Brody, who won an Oscar for "The Pianist," also experimented with a sensory-deprivation tank himself on the film's set in Glasgow, Scotland. Brody said the experience, which involved floating in water for hours, heightened his mental and spiritual awareness.
"If you stay in there long enough, you don't need drugs," he said.
* One of the festival's most popular films so far has been "Kung Fu Hustle," a brilliantly inventive Hong Kong martial arts comedy by actor-director Stephen Chow that got a standing ovation Sunday.
The film features a nasty group of Chinese gangsters whose trademarks are stove pipe hats and the axes they use on their victims. To celebrate the movie's Sunday premiere, producers passed out dozens of stove pipe hats to Sundance staffers and volunteers. Festival director Geoffrey Gilmore even wore one as he introduced the film.

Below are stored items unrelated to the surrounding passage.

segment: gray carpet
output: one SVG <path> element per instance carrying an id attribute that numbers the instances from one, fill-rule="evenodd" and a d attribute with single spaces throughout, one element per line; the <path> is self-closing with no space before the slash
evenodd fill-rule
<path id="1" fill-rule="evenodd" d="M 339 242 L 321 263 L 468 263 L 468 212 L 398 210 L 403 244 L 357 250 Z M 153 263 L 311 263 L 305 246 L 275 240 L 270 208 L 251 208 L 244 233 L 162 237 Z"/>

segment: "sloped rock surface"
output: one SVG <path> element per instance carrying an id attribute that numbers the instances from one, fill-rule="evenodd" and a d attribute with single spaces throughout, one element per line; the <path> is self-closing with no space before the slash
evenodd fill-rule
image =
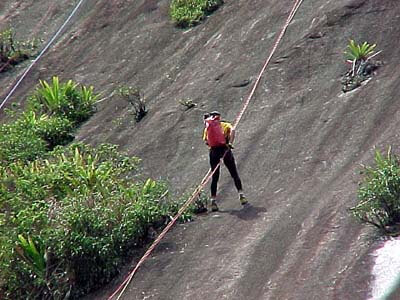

The movie was a dream come true for a group of Stephen Chow fans from Provo. The four young men - longtime friends from high school - wore matching T-shirts that said, "Devotees of Chow" and sat near the front of the theater, then got to tell their idol afterwards how much they love his films.
They even had a modest moment in the spotlight when a TV crew interviewed them later outside the theater.
"It was awesome," one of the guys said, still starry-eyed 30 minutes after the movie ended.
"Kung Fu Hustle" is expected to hit American theaters in March.
* Another buzzed-about festival film has been "Hustle & Flow," about a pimp trying to make it as a rapper.
Director Craig Brewer kicked off Saturday's debut screening by asking the audience to participate in an impromptu homage to the movie's Memphis locale. He asked audience members to create a beat by snapping their fingers, then brought two actresses from the film onstage to sing a soulful version of "Proud Mary."
* Apparently, winning NBC-TV's "The Apprentice" has perks beyond working for Donald Trump. Spotted heading to the VIP lounge at Saturday night's crowded Blender party at Harry O's: Season One winner Bill Rancik.